Menurut dia, dukungan itu bisa menunjukkan adanya komitmen parpol dalam melakukan pemberantasan korupsi.
"Seharusnya dalam konteks mewujudkam komitmen anti-korupsi partai, partai harusnya apresiasi dan mendukung Komisi Pemilihan Umum," kata Almas melalui pesan singkat, Selasa (17/4/2018) malam.
Jika larangan itu mendapat penolakan dari fraksi-fraksi di DPR, Almas menilai, KPU tetap memiliki wewenang penuh untuk memuat larangan itu dalam Peraturan KPU (PKPU). Sebab, hasil rapat dengar pendapat tidak bersifat mengikat.
"Menurut kami, KPU punya wewenang untuk tetap lanjut. Karena RDP tidak mengikat," ujar dia.
Bagi ICW, langkah yang akan ditempuh KPU merupakan langkah progresif untuk mewujudkan pemilu yang demokratis sekaligus berintegritas.
"Bahkan, jangan cuma mantan narapidana tapi juga calon-calon dengan status hukum tersangka atau terdakwa kasus korupsi," kata Almas.

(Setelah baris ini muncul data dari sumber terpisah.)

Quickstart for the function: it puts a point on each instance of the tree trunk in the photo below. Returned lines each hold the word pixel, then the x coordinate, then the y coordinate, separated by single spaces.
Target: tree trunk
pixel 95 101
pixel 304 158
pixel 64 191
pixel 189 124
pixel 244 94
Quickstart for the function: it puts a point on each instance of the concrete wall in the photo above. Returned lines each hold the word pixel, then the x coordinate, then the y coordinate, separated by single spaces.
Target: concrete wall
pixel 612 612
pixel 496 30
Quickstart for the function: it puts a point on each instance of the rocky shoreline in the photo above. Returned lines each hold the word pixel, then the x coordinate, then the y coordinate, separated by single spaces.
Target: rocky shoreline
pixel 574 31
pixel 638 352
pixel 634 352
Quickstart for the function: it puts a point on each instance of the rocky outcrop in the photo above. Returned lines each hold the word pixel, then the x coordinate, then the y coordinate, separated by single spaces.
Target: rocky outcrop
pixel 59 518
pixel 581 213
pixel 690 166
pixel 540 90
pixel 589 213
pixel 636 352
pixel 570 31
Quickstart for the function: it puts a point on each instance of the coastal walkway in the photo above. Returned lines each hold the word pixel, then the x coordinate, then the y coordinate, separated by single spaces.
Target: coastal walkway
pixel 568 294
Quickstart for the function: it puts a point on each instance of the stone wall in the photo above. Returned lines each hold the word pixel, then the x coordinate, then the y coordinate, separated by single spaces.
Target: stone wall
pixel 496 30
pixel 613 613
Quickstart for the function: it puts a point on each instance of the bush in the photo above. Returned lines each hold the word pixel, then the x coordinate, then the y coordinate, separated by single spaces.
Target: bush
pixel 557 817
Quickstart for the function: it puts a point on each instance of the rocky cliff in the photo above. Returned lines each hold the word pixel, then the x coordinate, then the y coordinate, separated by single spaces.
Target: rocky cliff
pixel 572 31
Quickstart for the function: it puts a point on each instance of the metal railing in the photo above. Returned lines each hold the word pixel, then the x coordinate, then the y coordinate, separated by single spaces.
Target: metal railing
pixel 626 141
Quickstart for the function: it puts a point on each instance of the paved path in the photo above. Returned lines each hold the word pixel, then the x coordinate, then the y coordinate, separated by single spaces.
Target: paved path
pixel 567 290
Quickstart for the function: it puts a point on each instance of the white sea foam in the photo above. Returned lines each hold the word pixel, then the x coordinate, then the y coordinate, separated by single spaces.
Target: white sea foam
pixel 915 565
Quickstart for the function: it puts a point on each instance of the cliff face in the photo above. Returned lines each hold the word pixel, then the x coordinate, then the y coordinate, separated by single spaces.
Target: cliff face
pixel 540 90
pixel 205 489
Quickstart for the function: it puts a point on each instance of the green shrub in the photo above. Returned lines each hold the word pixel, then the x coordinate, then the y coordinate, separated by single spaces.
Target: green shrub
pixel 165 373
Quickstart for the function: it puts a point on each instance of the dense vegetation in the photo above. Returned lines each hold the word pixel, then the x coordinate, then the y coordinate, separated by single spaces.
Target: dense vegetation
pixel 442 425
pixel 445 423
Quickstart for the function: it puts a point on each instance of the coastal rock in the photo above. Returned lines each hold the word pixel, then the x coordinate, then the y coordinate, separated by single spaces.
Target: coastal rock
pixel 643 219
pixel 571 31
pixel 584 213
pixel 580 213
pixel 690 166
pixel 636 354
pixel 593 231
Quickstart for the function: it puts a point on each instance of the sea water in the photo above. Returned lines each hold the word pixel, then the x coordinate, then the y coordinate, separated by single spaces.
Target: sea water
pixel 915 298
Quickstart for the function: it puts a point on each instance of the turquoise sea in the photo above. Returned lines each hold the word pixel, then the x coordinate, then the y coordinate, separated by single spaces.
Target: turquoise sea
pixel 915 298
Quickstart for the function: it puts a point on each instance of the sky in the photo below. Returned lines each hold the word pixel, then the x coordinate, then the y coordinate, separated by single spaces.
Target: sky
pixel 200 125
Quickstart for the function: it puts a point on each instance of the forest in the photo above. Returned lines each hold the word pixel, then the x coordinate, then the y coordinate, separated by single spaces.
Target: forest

Sebelumnya Koordinator Divisi Korupsi Politik Indonesia Corruption Watch (ICW) Donal Fariz juga mempertanyakan sikap sejumlah partai yang menolak rencana larangan mantan narapidana korupsi tak boleh ikut pemilu anggota legislatif (pileg) 2019.
Menurut Donal, patut dicurigai parpol yang tak mendukung larangan tersebut merupakan partai yang kadernya banyak tersangkut korupsi.
"Saya mencurigai partai-partai yang tidak setuju dengan gagasan ini adalah partai-partai yang kadernya banyak terlibat kasus korupsi dan akan mengusung mereka kembali dalam pileg 2019. Itu pandangan saya," ujar Donal dalam sebuah diskusi di kantor ICW, Kalibata, Jakarta Selatan, Jumat (13/4/2018).
Menurut Donal, jika suatu partai menjalan proses perekrutan calon dengan benar, maka partai tersebut tidak perlu resah dengan adanya larangan tersebut.
Ia menilai larangan dalam PKPU itu nantinya akan menguatkan proses perekrutan di internal partai.